If you performed a proper nikah with her, then your nikah with her is valid.
And Allah Ta’āla Knows Best
Student Darul Iftaa
Checked and Approved by,
Mufti Ebrahim Desai.
لسان الحكام (ص: 315)
وَفِي الْهِدَايَة وَينْعَقد بالايجاب وَالْقَبُول بلفظين يعبر بهما عَن الْمَاضِي لِأَن الصِّيغَة وَإِن كَانَت للإخبار وضعا فقد جعلت للإنشاء شرعا دفعا للْحَاجة وَينْعَقد بلفظين يعبر بِأَحَدِهِمَا عَن الْمَاضِي وبالآخر عَن الْمُسْتَقْبل مثل أَن يَقُول زَوجنِي فَيَقُول زَوجتك لِأَن هَذَا تَوْكِيل بِالنِّكَاحِ وَالْوَاحد
الدر المختار وحاشية ابن عابدين (رد المحتار) (3/ 9)
فَقَوْلُهُ: وَيَنْعَقِدُ أَيْ النِّكَاحُ أَيْ يَثْبُتُ وَيَحْصُلُ انْعِقَادُهُ بِالْإِيجَابِ وَالْقَبُولِ (قَوْلُهُ: مِنْ أَحَدِهِمَا) أَشَارَ إلَى أَنَّ الْمُتَقَدِّمَ مِنْ كَلَامِ الْعَاقِدِينَ إيجَابٌ سَوَاءٌ كَانَ الْمُتَقَدِّمُ كَلَامَ الزَّوْجِ، أَوْ كَلَامَ الزَّوْجَةِ وَالْمُتَأَخِّرَ قَبُولٌ ح عَنْ الْمِنَحِ فَلَا يُتَصَوَّرُ تَقْدِيمُ الْقَبُولِ، فَقَوْلُهُ: تَزَوَّجْت ابْنَتَك إيجَابٌ وَقَوْلُ الْآخَرِ زَوَّجْتُكهَا قَبُولٌ خِلَافًا لِمَنْ قَالَ إنَّهُ مِنْ تَقْدِيمِ الْقَبُولِ عَلَى الْإِيجَابِ وَتَمَامُ تَحْقِيقِهِ فِي الْفَتْحِ
اللباب في شرح الكتاب (3/ 3)
النكاح ينعقد بالإيجاب والقبول، بلفظين يعبر بهما عن الماضي، أو يعبر بأحدهما عن الماضي وبالآخر عن المستقبل،
اللباب في شرح الكتاب (3/ 3)
ولا ينقعد نكاح المسلمين إلا بحضور شاهدين حرين بالغين عاقلين مسلمين أو رجلٍ وامرأتين، عدولاً كانوا أو غير عدولٍ
المحيط البرهاني في الفقه النعماني (3/ 194)
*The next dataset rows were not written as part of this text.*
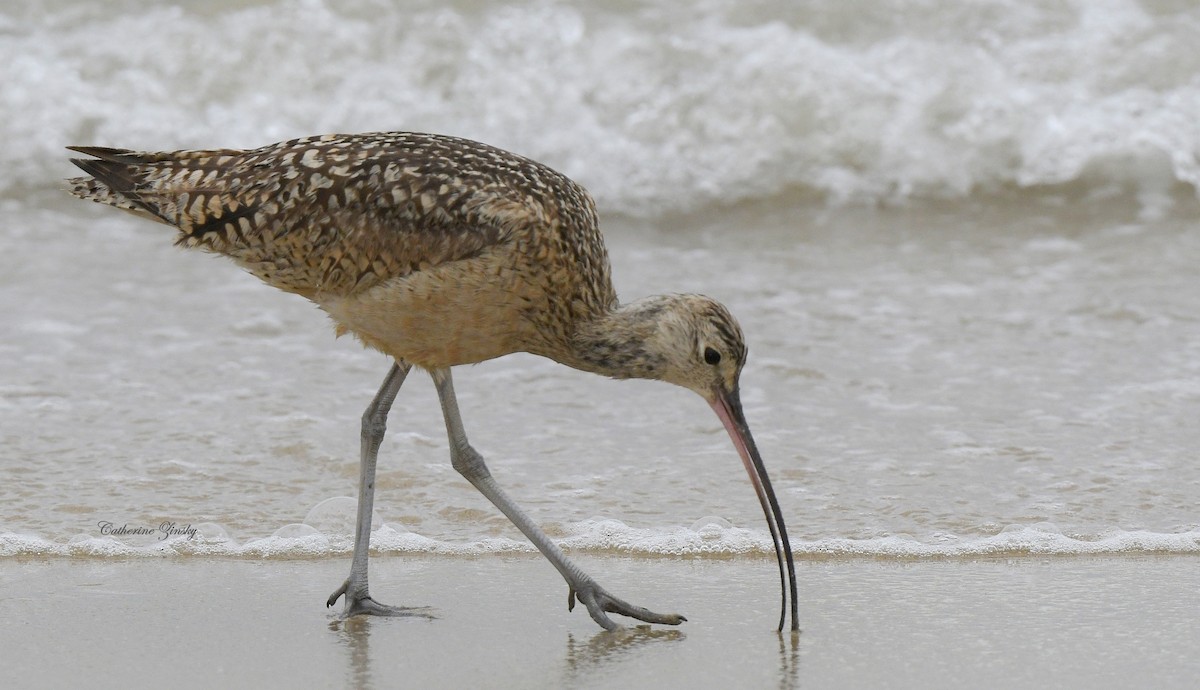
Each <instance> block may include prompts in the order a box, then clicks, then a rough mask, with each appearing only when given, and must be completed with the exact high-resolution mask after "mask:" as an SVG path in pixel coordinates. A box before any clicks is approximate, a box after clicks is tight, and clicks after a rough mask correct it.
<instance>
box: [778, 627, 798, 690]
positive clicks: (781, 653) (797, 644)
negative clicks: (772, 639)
mask: <svg viewBox="0 0 1200 690" xmlns="http://www.w3.org/2000/svg"><path fill="white" fill-rule="evenodd" d="M778 635H779V688H780V690H797V689H798V688H799V686H800V632H799V630H785V631H780V632H779V634H778Z"/></svg>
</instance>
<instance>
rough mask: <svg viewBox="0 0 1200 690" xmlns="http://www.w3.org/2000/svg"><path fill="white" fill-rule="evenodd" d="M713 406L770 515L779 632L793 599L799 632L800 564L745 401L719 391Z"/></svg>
mask: <svg viewBox="0 0 1200 690" xmlns="http://www.w3.org/2000/svg"><path fill="white" fill-rule="evenodd" d="M708 404H710V406H713V412H715V413H716V416H719V418H720V419H721V424H724V425H725V430H726V431H728V432H730V438H732V439H733V446H734V448H737V449H738V455H740V456H742V463H743V464H745V468H746V473H748V474H749V475H750V481H751V482H752V484H754V490H755V493H757V494H758V503H760V504H762V512H763V515H766V516H767V527H768V528H770V539H772V540H773V541H774V542H775V560H776V562H778V563H779V586H780V589H781V590H782V592H781V596H782V605H781V607H780V612H779V631H780V632H782V631H784V623H786V622H787V610H788V605H787V604H788V598H791V611H792V630H799V629H800V628H799V619H798V618H797V614H796V611H797V602H796V564H794V563H792V545H791V542H790V541H788V540H787V528H786V527H785V526H784V515H782V514H781V512H780V510H779V502H778V500H775V490H773V488H772V487H770V478H768V476H767V468H766V467H763V464H762V456H760V455H758V446H756V445H755V443H754V437H752V436H750V426H749V425H746V418H745V414H744V413H743V412H742V398H740V397H739V396H738V389H737V388H734V389H733V390H732V391H731V392H726V391H724V390H719V391H716V395H715V396H714V397H713V400H710V401H709V402H708ZM785 559H786V562H787V574H786V575H785V574H784V562H785Z"/></svg>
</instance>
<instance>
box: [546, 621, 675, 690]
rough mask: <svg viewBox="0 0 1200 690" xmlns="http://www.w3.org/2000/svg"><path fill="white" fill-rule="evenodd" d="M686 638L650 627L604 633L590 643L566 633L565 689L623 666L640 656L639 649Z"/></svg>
mask: <svg viewBox="0 0 1200 690" xmlns="http://www.w3.org/2000/svg"><path fill="white" fill-rule="evenodd" d="M684 638H686V636H685V635H684V634H683V632H682V631H679V630H662V629H655V628H650V626H649V625H638V626H636V628H620V629H617V630H601V631H600V632H596V634H595V635H593V636H592V637H590V638H589V640H588V641H587V642H578V641H576V640H575V635H574V634H571V632H568V634H566V679H568V683H565V684H564V685H565V686H572V685H576V683H575V682H574V680H576V679H577V678H587V677H590V676H592V674H593V672H594V671H596V670H598V668H602V667H604V666H608V665H613V664H619V662H622V661H625V660H626V659H630V658H634V656H637V650H638V649H643V648H646V647H649V646H650V644H656V643H666V642H679V641H682V640H684Z"/></svg>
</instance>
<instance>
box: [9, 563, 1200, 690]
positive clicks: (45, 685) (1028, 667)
mask: <svg viewBox="0 0 1200 690" xmlns="http://www.w3.org/2000/svg"><path fill="white" fill-rule="evenodd" d="M581 560H582V563H583V565H584V566H586V568H588V569H589V570H592V571H593V572H594V574H595V575H596V576H598V578H599V580H600V581H601V582H602V583H605V584H606V586H607V587H608V588H610V589H612V590H614V592H617V593H619V595H622V596H625V598H628V599H631V600H634V601H638V602H642V604H646V605H649V606H658V607H660V608H664V610H674V611H678V612H682V613H684V614H685V616H688V617H689V620H688V623H685V624H684V625H682V626H680V628H678V629H670V628H660V626H655V628H630V629H626V630H623V631H618V632H605V631H601V630H599V629H598V628H596V626H595V625H594V624H593V623H592V620H590V619H588V617H587V616H586V614H584V613H583V612H582V611H581V610H576V611H575V612H574V613H568V612H566V610H565V602H566V590H565V587H564V586H563V583H562V581H560V580H559V578H558V576H557V574H556V572H553V570H552V569H551V568H550V566H548V565H546V564H545V563H544V562H542V560H541V559H540V558H536V557H480V558H439V557H419V558H380V559H377V560H376V562H374V563H373V572H372V576H373V577H372V592H373V593H374V594H376V595H377V596H379V598H380V599H383V600H388V601H392V602H397V604H398V602H403V604H406V605H430V606H432V607H433V610H434V613H436V616H437V619H436V620H425V619H352V620H348V622H344V620H340V619H338V618H337V617H336V614H334V613H332V612H331V611H330V610H326V608H325V606H324V599H325V596H326V595H328V593H329V592H330V590H331V589H332V588H334V587H335V586H336V583H337V582H338V581H340V580H341V578H342V577H343V576H344V569H346V563H344V562H343V560H342V559H325V560H293V562H252V560H235V559H227V560H209V559H184V560H179V559H154V558H142V559H131V560H124V562H104V560H94V562H86V560H60V559H55V560H46V562H43V560H20V562H16V560H6V562H0V580H2V590H4V592H5V593H6V595H5V596H4V598H2V599H0V617H2V619H4V620H5V622H6V625H5V626H4V628H2V631H0V649H4V667H5V676H6V684H8V686H12V688H30V689H35V688H72V686H74V688H83V686H88V688H127V686H142V688H150V686H162V688H180V689H186V688H214V686H224V688H264V689H265V688H396V686H406V688H522V689H536V688H697V689H708V688H712V689H716V688H787V689H791V688H928V689H937V688H947V689H949V688H974V689H994V688H995V689H1003V688H1057V689H1074V688H1079V689H1087V690H1099V689H1106V688H1114V689H1115V688H1133V686H1138V688H1156V689H1160V690H1169V689H1176V688H1177V689H1181V690H1182V689H1186V688H1194V686H1195V679H1196V678H1198V677H1200V658H1198V656H1196V655H1195V649H1196V646H1198V644H1200V626H1198V625H1196V622H1195V612H1196V610H1198V606H1200V568H1198V563H1196V559H1195V558H1192V557H1117V558H1096V559H1092V558H1075V557H1055V558H1046V559H1038V558H1027V559H995V560H989V559H983V560H922V562H907V563H894V562H893V563H884V562H880V560H871V559H860V560H848V562H847V560H842V562H820V560H808V562H804V563H802V564H800V568H799V575H800V582H802V586H800V587H802V601H800V619H802V625H803V631H802V634H800V635H799V636H796V637H793V636H791V635H782V636H781V635H779V634H776V632H775V631H774V622H775V614H776V611H775V602H776V600H775V589H774V586H775V583H774V581H773V572H772V568H770V566H769V563H767V562H763V560H762V559H742V560H737V559H736V560H679V559H666V558H664V559H641V560H635V559H622V558H598V557H583V558H582V559H581Z"/></svg>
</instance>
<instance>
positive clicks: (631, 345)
mask: <svg viewBox="0 0 1200 690" xmlns="http://www.w3.org/2000/svg"><path fill="white" fill-rule="evenodd" d="M664 308H665V305H664V304H662V302H661V300H660V299H659V298H647V299H644V300H638V301H636V302H630V304H628V305H620V306H617V307H614V308H612V310H608V311H605V312H601V313H599V314H596V316H595V317H594V318H592V319H589V320H587V322H583V323H582V324H580V325H578V326H577V328H576V329H575V332H574V334H572V335H571V338H570V342H569V346H568V350H569V352H568V353H566V354H565V356H563V358H556V359H559V361H562V362H563V364H565V365H568V366H571V367H574V368H578V370H583V371H588V372H593V373H599V374H602V376H607V377H612V378H654V379H656V378H661V377H662V371H664V368H665V366H666V359H665V358H664V355H662V354H661V352H660V348H658V347H655V346H656V342H658V335H659V319H660V318H661V316H662V311H664Z"/></svg>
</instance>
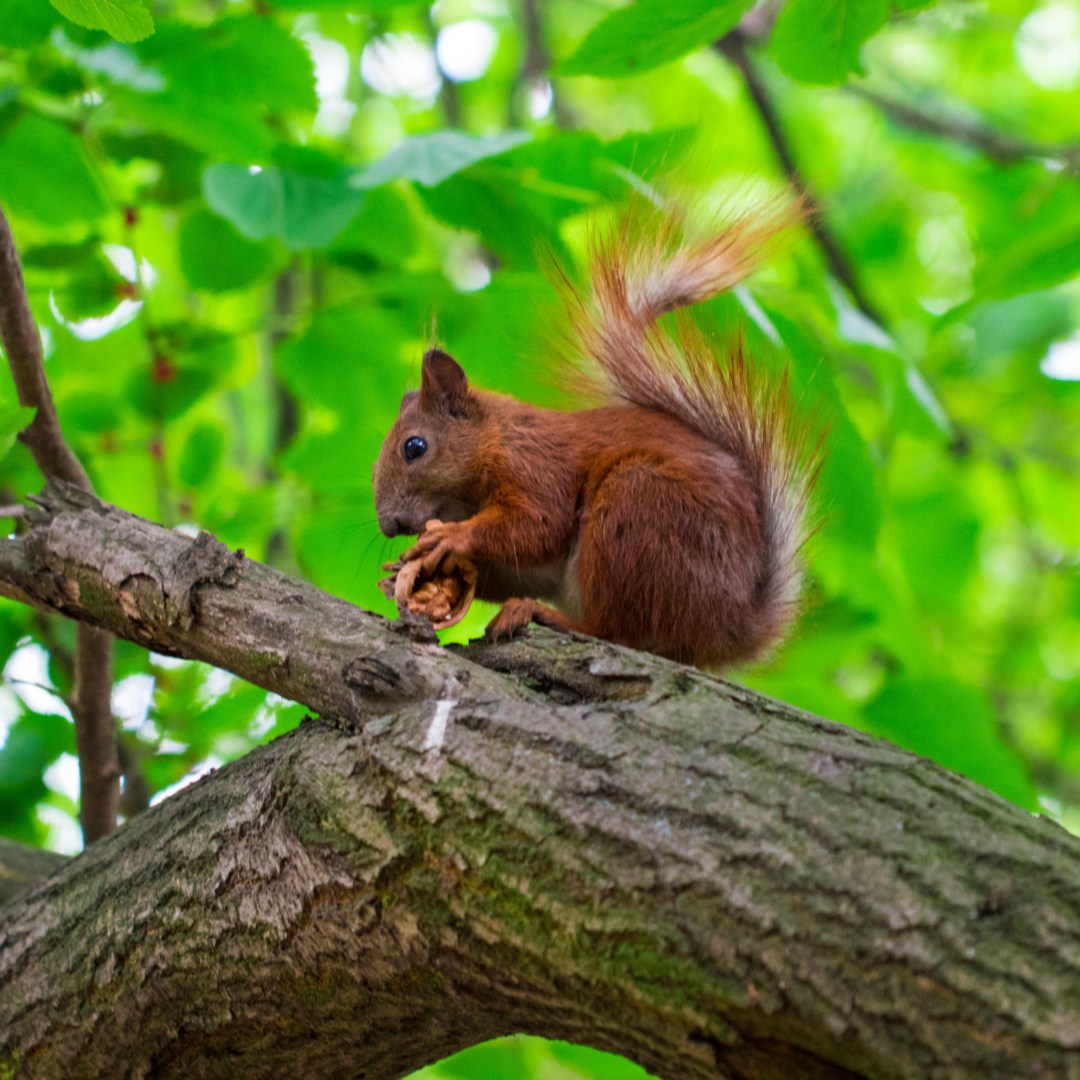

إذا لقنت المرأة بالعربية حتى قالت: زوجت نفسي من فلان وفلان حاضر فقبل وكان ذلك بمحضر من الشهود إلا أن المرأة لم تعرف أن هذا تزويج والشهود يعرفون أنه تزويج فقد قيل بأن النكاح ينعقد، وهذا القائل يقيس النكاح على الطلاق فإن الرجل إذا قال لامرأته: أنت طالق وهو لا يعرف أن هذا تطليق، أو قال لعبده: أنت حر وهو لا
يعلم أن هذا تحرير يقع الطلاق والعتاق، وقيل إنه لا
ينعقد لأن النكاح معاوضة وتمليك، وفي المعاوضة والتمليك يشترط على المتعاقدين بمعناه كما في البيع والإيجارة وغير ذلك.
اللباب في شرح الكتاب (3/ 8)
(وينعقد نكاح) المرأة (الحرة البالغة العاقلة برضاها) فقط، سواء باشرته بنفسها أو وكلت غيرها
المجلة – مجلة الاحكام العدلية، ص507
إنَّ النكاح إنما ينعقد بلفظيْ الانكاح و التزويج أو ما يقوم مقامهما في اللغات الاخري من الافاظ اللتي يفهمهما العاقدان و الشهود،
تقريرات الرافعي حاشية ابن عابدين، ج8، ص55، دار الثقافة و التراث
و لايشترط العلم بالمعني ، سواء كان عربيا او عجميا، و سواء علماء أنه ينعقد به النكاح أو لا، و هذا قضاءً، و أما ديانة فيلزم العلم)) و في “العمادية”: ((لايصح عقد من العقود إذا لم يعلم معناه،)).